Eleven sleeps until Christmas. We're so fortunate, as a family, that this is a generous and simple and exciting time for our tiny five person world.

We've been doing the 12 days of Christmas instead of stockings this year: One stocking stuffer-like gift each day leading up to the 25th. We preamble the exchange with a quick conversation. We started with the simple, "What's one thing we're thankful for from this past year?"

Today, Bob asked, "What's one goal you're setting for yourself in the year ahead?" The boys' initial answers were funny ("Stop walking the dogs." "Stop picking my nose.") but they came up with some good stuff, too (I'll keep those between them and us.). When Bob's turn came 'round we all tuned in more attentively.

Bob's a terrific goal-setter. He sets personal goals consistently and, once he's achieved a mark, he sets new ones to replace the one he accomplished. He talked about some personal things he'd like to reach for and then he suggested a not-so-new new one that we all quickly adopted as our own.

Bob's been out of the boat for awhile now. He's left off old comfort zone attitudes and behaviors in exchange for stretching himself in areas of faith and practical Christianity. "This year," he said, "I'd like to find a way to live even more out of the boat. A way to help or volunteer or something."

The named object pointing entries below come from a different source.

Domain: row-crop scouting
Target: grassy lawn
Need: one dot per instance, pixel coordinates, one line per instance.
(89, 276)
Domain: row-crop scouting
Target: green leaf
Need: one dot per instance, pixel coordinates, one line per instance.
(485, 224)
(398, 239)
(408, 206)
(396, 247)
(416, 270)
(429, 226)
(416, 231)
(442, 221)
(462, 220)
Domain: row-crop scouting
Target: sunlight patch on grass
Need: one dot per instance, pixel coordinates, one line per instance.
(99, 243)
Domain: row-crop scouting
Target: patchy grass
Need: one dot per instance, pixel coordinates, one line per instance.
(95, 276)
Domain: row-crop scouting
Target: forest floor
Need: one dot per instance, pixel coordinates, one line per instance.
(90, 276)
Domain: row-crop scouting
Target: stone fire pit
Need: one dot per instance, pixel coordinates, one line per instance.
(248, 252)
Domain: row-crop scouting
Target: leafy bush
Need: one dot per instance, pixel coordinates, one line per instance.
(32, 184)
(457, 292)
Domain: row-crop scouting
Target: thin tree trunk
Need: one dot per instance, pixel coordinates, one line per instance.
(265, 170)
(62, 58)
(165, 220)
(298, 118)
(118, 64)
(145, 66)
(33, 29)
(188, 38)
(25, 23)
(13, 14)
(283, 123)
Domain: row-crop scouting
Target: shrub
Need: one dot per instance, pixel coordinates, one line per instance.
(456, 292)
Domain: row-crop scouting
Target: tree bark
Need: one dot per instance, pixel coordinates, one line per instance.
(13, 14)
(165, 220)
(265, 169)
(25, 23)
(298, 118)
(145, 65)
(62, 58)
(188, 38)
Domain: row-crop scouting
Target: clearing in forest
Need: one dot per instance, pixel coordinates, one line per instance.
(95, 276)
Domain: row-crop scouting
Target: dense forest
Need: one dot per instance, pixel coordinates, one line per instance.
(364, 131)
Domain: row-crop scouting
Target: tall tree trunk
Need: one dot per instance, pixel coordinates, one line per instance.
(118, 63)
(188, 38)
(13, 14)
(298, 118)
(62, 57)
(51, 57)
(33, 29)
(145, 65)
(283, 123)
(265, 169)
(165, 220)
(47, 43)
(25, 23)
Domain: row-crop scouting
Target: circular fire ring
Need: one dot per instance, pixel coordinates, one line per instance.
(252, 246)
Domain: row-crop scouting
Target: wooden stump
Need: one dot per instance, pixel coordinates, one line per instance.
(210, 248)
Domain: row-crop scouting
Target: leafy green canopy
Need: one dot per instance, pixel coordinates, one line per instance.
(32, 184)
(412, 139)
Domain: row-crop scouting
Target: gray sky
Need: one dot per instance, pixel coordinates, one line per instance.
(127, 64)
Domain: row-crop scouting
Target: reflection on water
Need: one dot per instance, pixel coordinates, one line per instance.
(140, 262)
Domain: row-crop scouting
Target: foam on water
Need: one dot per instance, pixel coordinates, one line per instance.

That doesn't sound like a big deal on paper, I guess. But it is big in our out-of-community experience. One thing that structured, meet-on-Sunday's Christianity offers is an (unending!) array of opportunities for service. Sound systems need to be run and chairs set up. Children need to be minded or taught. Youth group's need running and prayer ministries need facilitating.

When you're not involved in that structure, opportunities to serve and help need to be actively sought out. And that is trickier than it sounds! We've looked for God in a lot of areas in this, but have found ourselves floundering a little. It's not enough to simply be tuned in to our community and their projects; sure we'll clean ditches and help the neighbors and give at the door, but we're looking, honestly, for a cause that we can give our heart's to as a family.

As I write, I'm wondering if that might be misguided. Maybe the goal should be to become more fully committed to Jesus and to looking for His in-this-moment opportunity for service. Maybe we should be looking to hone that listening-doing lifestyle.

That's an uncomfortable thought. Because many, many days feel purposeless and silent and undirected. It'd be so much simpler (and I so love simplicity) to have one sure thing! Maybe we'll be able to work it out more specifically in the next few stuffed stocking days. Or in the New Year. Or a few Christmas's down the road. Or maybe it's not something to be figured out, but surrendered to and experienced. The thing will be, any which way, to hang out with Bob -- out of the boat.